# Компьютерные технологии > СОФТ (SOFT) >  Ahci. Рейд контроллер. Создание Образа...

## CaHoI3I/I4

Доброго Времени Суток!!!!

ПОМОГИТЕ! Может кто сталкивался!?
Срочно надо сделать, Образ Партиции диска!!!

Создан Рейд Масив, типа Зеркало, на контроллере типа AHCI Compatible RAID Controller!

Чем можно снять, Полый Образ!? (по типу акрониса) Что Бы потом можно было Востановить Диск!?

__

С Уважением, San.

----------


## msi

А чем ненравится Акронис, он прекрасно снимает образ с Raid массивов, особенно типа "зеркало"

----------


## CaHoI3I/I4

День добрый!

Интересно? Зачем бы я задавал свой вопрос, если бы все было так легко? :)

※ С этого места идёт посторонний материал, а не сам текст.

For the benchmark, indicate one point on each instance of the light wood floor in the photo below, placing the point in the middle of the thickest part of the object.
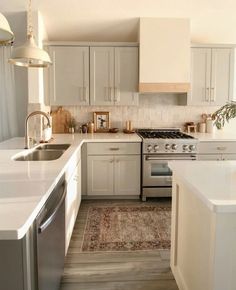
(138, 270)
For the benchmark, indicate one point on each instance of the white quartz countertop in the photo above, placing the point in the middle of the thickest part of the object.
(217, 135)
(213, 181)
(26, 185)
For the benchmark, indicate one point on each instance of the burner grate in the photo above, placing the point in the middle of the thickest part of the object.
(164, 135)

Во первых, сам рейд контроллер - Довольно свежий!
Во вторых, простой Акронис, не ставится на серверную платформу!

Задача была решена, путем скачивания с интернета, САМОГО ПОСЛЕДНЕГО, 11, образа Акрониса труимаджа, загрузочного диска... 10 не видел!

----------


## msi

> День добрый!
> 
> Во первых, сам рейд контроллер - Довольно свежий!
> Во вторых, простой Акронис, не ставится на серверную платформу!


так ставить его и ненадо, наоборот нужно загрузится с загрузочного диска в котором есть Акронис.

----------


## SMARTER

> А чем ненравится Акронис, он прекрасно снимает образ с Raid массивов, особенно типа "зеркало"


:cool: Ну вы ребза совсем долбанулить "нравится\ненравится", отвечаите по существу: да\нет, есть\нету. Или типа - пробовал\непробовал ты такую-то прогу.:cool:

----------


## CaHoI3I/I4

+1

Хоть и "новичок" - Всех сразу На Х@q послал! :)

Вопрос про альтернативу был..... А решил Я Проблему - Скачиванием 11го акониса! 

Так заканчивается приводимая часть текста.